VII/kiss on the cheek

10.5K 971 485
                                    

Kapıyı onun bedeninden bulabildiğim o zor fırsatla da olsa açıp çıkalı yaklaşık beş dakika oluyordu. Ve ben beş dakikadır kendimi bulduğum ilk balkona atmış, demir parmaklıklara ellerimi yaslamış derin soluklar alıyordum.

Yalandı, onun hakkında kendime ve başkalarına söylediğim her şey yalandı. 

Onu unuttum, onunla artık ilgilenmiyorum, onu sevmiyorum, artık bitti, kendimdeyim...

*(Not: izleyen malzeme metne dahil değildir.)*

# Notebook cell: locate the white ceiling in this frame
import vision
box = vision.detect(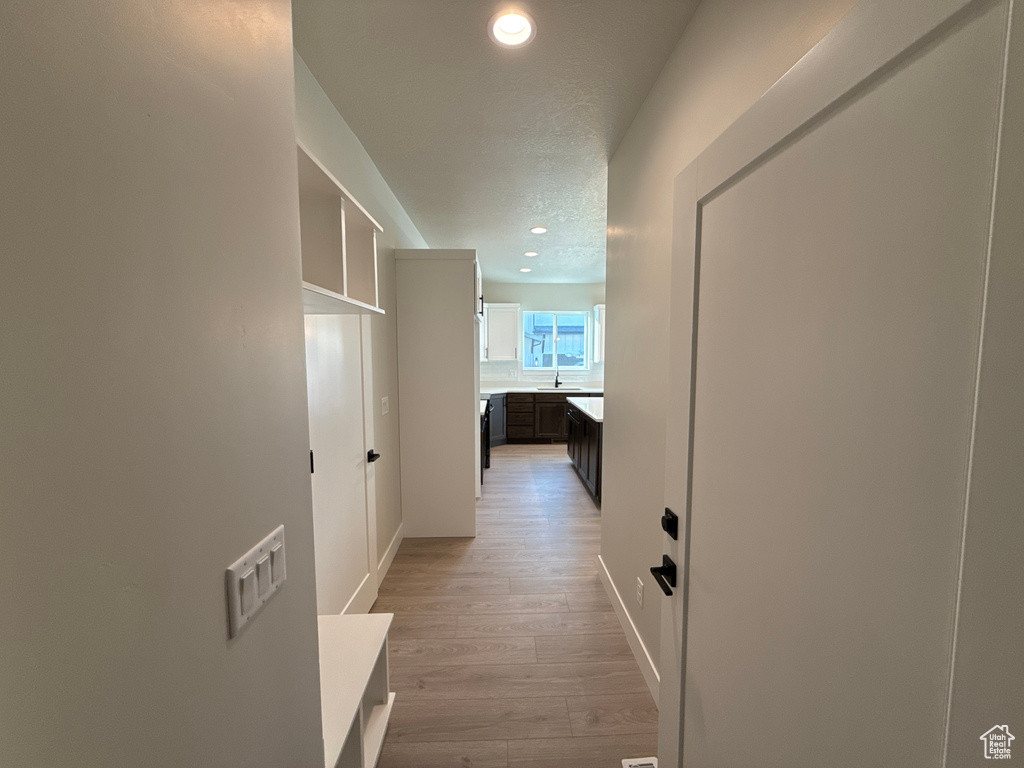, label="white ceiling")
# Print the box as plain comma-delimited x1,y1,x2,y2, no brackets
293,0,696,283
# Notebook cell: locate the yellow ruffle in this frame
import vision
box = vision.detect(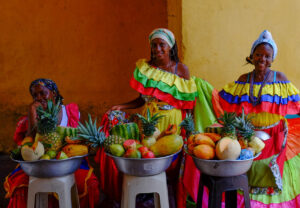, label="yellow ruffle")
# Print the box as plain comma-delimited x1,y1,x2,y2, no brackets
136,59,197,93
223,82,299,98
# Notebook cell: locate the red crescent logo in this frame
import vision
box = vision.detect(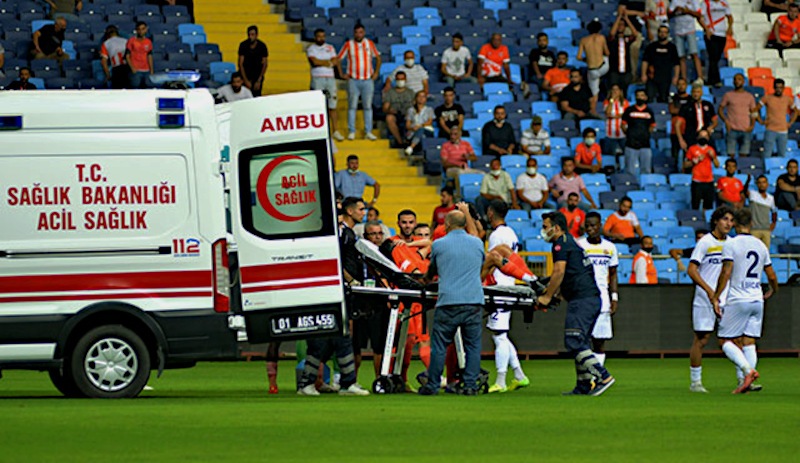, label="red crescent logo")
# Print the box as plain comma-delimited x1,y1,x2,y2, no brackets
256,154,314,222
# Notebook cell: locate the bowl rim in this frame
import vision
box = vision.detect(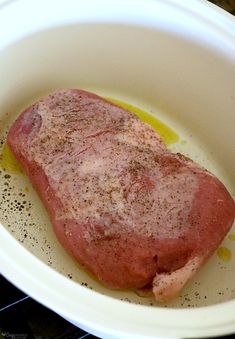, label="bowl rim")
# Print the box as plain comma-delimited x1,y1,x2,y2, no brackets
0,0,235,338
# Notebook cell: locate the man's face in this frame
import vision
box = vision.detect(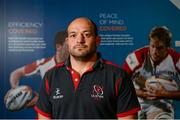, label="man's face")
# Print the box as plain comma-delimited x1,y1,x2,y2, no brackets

Yalan, yalan ve yalandı. Bu zamana kadar onunla içine sürüklendiğim bu ilişki dışında her şey yalandı. Bana attığı o umursamaz bakışlar, seninle ilgilenmiyorum tavırları, görmezden gelmeleri... Hissediyordum işte, pişman olacaktı. Pişman olacak ve peşimde pervane gibi dönecekti. Çünkü az önce gözlerinde görmüştüm, benim için bitmediği gibi onun içinde bitmemişti. Sebebi neydi, derdi neydi, açıklaması var mıydı? Bu soruların cevabını bizzat ondan alana kadar durmayacaktım.

Jimin çok kıskanç ve sinirlendiği zaman çok çekilmez biri olurdu. Peşimde kuyruk gibi gezer, dakikada bir beni sorguya çeker, o biçimli kaşlarını çata çata gözlerimin içine bakar ve ateşini bana püskürtürdü. Ve ben bunu kullanmayı çok severdim, çünkü ne zaman bana karşı böyle davransa daha korumacı, daha çekici ve daha sevilesi olurdu. Böyle zamanlarda onun beni sevdiğini daha iyi anlardım, onun kıskançlığı ve öfkesi açık konuşmak gerekirse beni tatmin ederdi. Ve şimdi yine aynısı oluyordu. Tuvaletin birinde beni sıkıştırmasıyla bu işin biteceğini hiç sanmıyordum. Şimdilik birbirimizin hayatında bir vasfımızın olmamasını göze alırsak bu yüzden biraz çekimser davranıyordu. Fakat bekliyordum, Jimin'in suyu ısınıyordu. Ben de bunu seve seve kullanacaktım, her zerresine kadar hemde.

Yine o da ona olan özlemim, onun bende hissettirdikleri ve gözlerimin içine her baktığında gardımı indirmeme sebep olacak o çekiciliği beni korkutuyordu. Kendime verdiğim sözü unutup her an boynuna atlayacak gibi oluyordum. Tanrım, kimse bilemezdi Park Jimin'in boynuna sarılıp onun kucağında kaybolmanın verdiği hissi. Ben biliyordum da ne fayda? Ona dokunamıyordum bile.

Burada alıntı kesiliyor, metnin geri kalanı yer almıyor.